China’s role in Africa underscores the paradoxical nature of global capitalism. China needs Africa’s resources and markets to fuel its economic growth. But already it cannot employ enough Chinese workers domestically, so it sends an estimated 500,000 Chinese workers to labor in Africa. The world in recession cannot buy all that China needs to produce and sell, which in turn will impede capital growth in Africa. And so goes the vicious cycle. The sacred “growth” of capitalist economies leads not to development and fair exchange, but to decay and misery.

Many imperialists — one goal. French, U.S., Chinese and other imperialists each have their self-interests, but in the end they agree on one thing — rescue capitalism. They need Africa’s resources which include all the raw materials needed for modern warfare. They need a new cheap-labor manufacturing oasis for foreign businesses, now lessening in China because of workers’ angry resistance. Most importantly, they need social stability. What they don’t need is rebellion and revolution!

Imperialists will cooperate with each other when necessary, and one-up each other when possible. They would prefer façades of democracy and mild corruption to stabilize society.
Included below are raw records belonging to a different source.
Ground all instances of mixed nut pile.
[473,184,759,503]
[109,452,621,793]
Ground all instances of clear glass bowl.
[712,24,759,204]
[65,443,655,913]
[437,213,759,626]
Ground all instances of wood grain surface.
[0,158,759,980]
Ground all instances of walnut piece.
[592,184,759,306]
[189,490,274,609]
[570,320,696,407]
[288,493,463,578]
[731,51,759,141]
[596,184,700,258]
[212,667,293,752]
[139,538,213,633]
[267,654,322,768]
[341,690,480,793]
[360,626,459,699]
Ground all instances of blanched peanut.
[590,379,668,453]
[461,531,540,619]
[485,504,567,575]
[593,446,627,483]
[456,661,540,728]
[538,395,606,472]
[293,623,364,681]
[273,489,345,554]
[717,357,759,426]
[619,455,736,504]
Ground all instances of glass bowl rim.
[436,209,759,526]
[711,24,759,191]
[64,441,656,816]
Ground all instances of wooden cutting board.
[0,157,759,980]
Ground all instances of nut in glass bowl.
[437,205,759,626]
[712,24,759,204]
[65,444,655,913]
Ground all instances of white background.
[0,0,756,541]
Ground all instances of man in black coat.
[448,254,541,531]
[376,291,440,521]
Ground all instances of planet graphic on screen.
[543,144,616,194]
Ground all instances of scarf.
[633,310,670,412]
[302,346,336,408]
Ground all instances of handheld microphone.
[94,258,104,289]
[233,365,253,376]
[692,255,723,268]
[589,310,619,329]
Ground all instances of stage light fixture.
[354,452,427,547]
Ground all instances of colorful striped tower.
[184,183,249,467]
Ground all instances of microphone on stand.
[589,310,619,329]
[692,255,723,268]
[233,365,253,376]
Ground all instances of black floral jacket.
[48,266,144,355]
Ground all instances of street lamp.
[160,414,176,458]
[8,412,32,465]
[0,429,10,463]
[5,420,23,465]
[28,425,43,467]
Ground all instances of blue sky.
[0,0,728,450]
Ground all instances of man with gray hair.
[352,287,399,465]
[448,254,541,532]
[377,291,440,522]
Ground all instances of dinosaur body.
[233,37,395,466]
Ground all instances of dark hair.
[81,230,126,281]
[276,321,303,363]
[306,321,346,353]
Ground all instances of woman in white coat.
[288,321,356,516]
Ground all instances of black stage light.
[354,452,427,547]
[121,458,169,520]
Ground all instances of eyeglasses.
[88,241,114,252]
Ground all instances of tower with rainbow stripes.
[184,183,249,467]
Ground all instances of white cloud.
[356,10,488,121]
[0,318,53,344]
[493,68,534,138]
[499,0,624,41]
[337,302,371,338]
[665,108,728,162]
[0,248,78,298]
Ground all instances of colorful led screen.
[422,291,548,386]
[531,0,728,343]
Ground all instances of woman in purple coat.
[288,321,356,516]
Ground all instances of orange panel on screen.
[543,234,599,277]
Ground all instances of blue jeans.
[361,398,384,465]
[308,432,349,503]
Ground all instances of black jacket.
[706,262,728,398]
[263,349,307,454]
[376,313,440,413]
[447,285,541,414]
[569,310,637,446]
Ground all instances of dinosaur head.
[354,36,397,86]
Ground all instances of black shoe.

However, they will do anything to discredit rebellions as “terrorists” and “Al Qaida-linked,” or crush them with overwhelming military power.

Only a massive, class-conscious movement that crosses borders and defends the rights and needs of all ethnic and cultural minorities can rally and integrate the working people, farmers and nomads of Africa to counteract their foreign and domestic dictators.

No imperialist troops in Mali!

Down with the reactionary regime in Bamako, Mali’s capital.

Shut down all U.S. military and drone bases in Africa!

For a continent free of right-wing religious extremists and for equal treatment for women.

For rational, sustainable development of Africa planned and controlled by workers and farmers and nomads.